Alle met het vliegtuig verband houdende kosten – waaronder afschrijvingen - moeten ten laste van de winst uit het zelfstandig uitgeoefende beroep van belanghebbende komen.
De door belanghebbende aan het vliegtuig gegeven bestemming en het gebruik dat hij daarvan maakt, brengen met zich dat het vliegtuig niet anders dan als deel van het beroepsvermogen van belanghebbende kan worden aangemerkt.
Belanghebbende heeft het vliegtuig aangeschaft ten einde daardoor beter in staat te zijn congressen en symposia bij te wonen en te kunnen assisteren bij operaties waarbij geavanceerde technieken worden toegepast.
Aan de hand van het logboek kan vastgesteld worden dat het vliegtuig vrijwel uitsluitend hiervoor wordt gebruikt.
Hieruit vloeit voort dat al deze met de beroepsuitoefening van belanghebbende verband houdende kosten van het vliegtuig - waaronder afschrijvingen - ten laste van de winst uit het zelfstandig uitgeoefende beroep van belanghebbende moeten komen;
het komt de inspecteur niet toe in bepaalde gevallen hiervoor fictieve kosten in de plaats te stellen en in andere gevallen kosten buiten aanmerking te laten.

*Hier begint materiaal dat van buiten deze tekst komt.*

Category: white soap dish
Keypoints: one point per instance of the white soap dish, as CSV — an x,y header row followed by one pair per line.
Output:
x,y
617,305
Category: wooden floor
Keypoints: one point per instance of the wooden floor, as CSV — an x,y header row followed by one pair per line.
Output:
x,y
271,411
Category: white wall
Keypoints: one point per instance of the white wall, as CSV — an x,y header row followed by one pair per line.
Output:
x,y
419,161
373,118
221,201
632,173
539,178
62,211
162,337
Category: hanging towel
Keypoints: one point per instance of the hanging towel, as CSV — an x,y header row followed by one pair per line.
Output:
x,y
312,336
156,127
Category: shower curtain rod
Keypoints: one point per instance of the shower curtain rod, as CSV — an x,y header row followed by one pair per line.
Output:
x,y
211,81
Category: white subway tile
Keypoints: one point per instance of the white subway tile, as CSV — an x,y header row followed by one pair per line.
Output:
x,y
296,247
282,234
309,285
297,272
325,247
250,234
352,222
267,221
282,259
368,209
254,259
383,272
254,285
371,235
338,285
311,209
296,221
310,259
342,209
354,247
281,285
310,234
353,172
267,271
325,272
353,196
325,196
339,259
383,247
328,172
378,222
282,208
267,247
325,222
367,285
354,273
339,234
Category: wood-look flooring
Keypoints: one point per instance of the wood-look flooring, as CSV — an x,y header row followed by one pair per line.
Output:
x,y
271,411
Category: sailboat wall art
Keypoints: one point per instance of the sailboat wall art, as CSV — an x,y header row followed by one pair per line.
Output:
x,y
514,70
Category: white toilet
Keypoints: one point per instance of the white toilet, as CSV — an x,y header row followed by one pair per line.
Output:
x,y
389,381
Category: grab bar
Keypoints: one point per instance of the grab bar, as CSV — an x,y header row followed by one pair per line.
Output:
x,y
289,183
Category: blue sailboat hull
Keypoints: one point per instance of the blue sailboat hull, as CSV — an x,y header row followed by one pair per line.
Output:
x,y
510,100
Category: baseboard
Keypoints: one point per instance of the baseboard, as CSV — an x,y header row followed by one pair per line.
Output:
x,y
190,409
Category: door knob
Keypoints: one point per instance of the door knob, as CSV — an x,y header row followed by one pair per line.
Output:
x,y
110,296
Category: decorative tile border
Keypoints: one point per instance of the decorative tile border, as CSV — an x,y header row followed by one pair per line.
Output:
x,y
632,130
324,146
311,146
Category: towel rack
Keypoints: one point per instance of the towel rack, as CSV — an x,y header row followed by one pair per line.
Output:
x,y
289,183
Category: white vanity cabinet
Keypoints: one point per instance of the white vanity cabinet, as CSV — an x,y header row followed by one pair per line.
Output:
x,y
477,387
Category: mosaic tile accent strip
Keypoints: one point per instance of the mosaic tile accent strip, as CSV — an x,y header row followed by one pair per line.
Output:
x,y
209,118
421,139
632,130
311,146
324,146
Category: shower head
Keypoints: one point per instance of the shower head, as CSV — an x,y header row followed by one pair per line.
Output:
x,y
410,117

Belanghebbende kan het vliegtuig in redelijkheid tot zijn beroepsvermogen rekenen.
Alle met het vliegtuig verband houdende kosten – waaronder afschrijvingen - moeten ten laste van de winst uit het zelfstandig uitgeoefende beroep van belanghebbende komen.
Het komt de inspecteur niet toe te treden in de beoordeling van het beleid van belanghebbende als beroepsbeoefenaar.
Het al of niet behoren van het vliegtuig tot het beroepsvermogen van belanghebbende is afhankelijk van diens wil zoals deze uit zijn gedragslijn in zijn verhouding tot de fiscus tot uitdrukking komt, indien althans belanghebbende daarbij blijft binnen de grenzen der redelijkheid.
Belanghebbende heeft altijd tegenover de fiscus duidelijk tot uitdrukking gebracht dat hij het vliegtuig tot zijn beroepsvermogen rekent.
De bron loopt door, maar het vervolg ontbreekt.